The US Senate is once again discussing cryptocurrency and decentralized finance (DeFi) regulation, proposing a new bill. Participants in the crypto market express concerns about lawmakers' approach to this topic.
DEF's Position in Response to the Bill
This week, the Decentralized Finance education fund (DEF), backed by major crypto players such as a16z Crypto and Uniswap Labs, submitted a response to the Senate Banking Committee. The group is not opposing DeFi regulation but insists that decentralized developers should not be treated like central banks.
The Difference Between DeFi and Traditional Financial Institutions
The biggest concern is that lawmakers do not fully understand the difference between DeFi and traditional finance. DEF argues that developers who write open-source code for decentralized protocols should not be placed on the same level as financial companies handling customer funds. The group urges the Senate to adopt four key principles to ensure adequate regulation.
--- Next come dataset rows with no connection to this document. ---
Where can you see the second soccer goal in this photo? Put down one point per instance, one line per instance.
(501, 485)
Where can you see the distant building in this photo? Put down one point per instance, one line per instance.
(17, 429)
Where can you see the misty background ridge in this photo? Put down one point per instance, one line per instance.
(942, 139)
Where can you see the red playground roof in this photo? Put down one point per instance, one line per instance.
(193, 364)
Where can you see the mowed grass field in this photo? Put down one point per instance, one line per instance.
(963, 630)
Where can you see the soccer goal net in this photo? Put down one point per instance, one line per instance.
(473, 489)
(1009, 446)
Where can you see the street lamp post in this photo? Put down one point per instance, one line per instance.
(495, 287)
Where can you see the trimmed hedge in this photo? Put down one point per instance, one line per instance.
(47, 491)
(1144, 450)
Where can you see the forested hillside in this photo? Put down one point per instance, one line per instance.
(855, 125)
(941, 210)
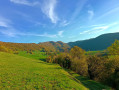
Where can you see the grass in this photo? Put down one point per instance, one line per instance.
(36, 55)
(92, 85)
(21, 73)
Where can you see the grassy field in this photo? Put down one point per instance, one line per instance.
(21, 73)
(36, 55)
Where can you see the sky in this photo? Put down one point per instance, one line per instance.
(34, 21)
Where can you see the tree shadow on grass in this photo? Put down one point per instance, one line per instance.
(44, 60)
(85, 81)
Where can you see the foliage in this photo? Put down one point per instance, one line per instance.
(94, 44)
(63, 60)
(77, 52)
(114, 48)
(79, 66)
(20, 73)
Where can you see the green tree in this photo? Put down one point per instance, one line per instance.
(114, 48)
(77, 52)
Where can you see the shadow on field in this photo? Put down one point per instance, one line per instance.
(44, 60)
(90, 84)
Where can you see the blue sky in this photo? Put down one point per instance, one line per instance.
(33, 21)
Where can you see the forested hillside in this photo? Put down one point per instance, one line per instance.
(99, 43)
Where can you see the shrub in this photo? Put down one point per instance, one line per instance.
(79, 66)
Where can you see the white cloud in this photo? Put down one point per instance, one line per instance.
(91, 14)
(99, 28)
(48, 8)
(60, 33)
(64, 23)
(4, 22)
(108, 13)
(78, 9)
(25, 2)
(96, 29)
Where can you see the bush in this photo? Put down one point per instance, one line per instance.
(79, 66)
(63, 60)
(96, 67)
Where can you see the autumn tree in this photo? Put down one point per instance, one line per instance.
(77, 52)
(114, 48)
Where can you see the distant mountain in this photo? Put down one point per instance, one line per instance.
(56, 46)
(99, 43)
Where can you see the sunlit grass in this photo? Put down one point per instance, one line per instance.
(20, 73)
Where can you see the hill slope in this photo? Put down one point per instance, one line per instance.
(17, 72)
(99, 43)
(58, 46)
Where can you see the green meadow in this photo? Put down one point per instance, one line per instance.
(23, 73)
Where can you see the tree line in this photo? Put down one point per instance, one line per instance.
(98, 67)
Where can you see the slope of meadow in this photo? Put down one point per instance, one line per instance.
(21, 73)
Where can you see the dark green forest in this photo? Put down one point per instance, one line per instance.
(101, 66)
State-level Regulation Issues
The issue of state-level law also creates problems. Currently, DeFi regulation varies from state to state, opening the door for large financial institutions to target projects by supporting stricter enforcement in states where it benefits them. DEF insists that federal law should override state rules for creating a clear and consistent national standard.
The Senate Banking Committee has welcomed DEF's feedback, but whether this will lead to real changes in the bill remains to be seen in the coming weeks. How the US handles DeFi regulation this year will shape the industry's future for years to come.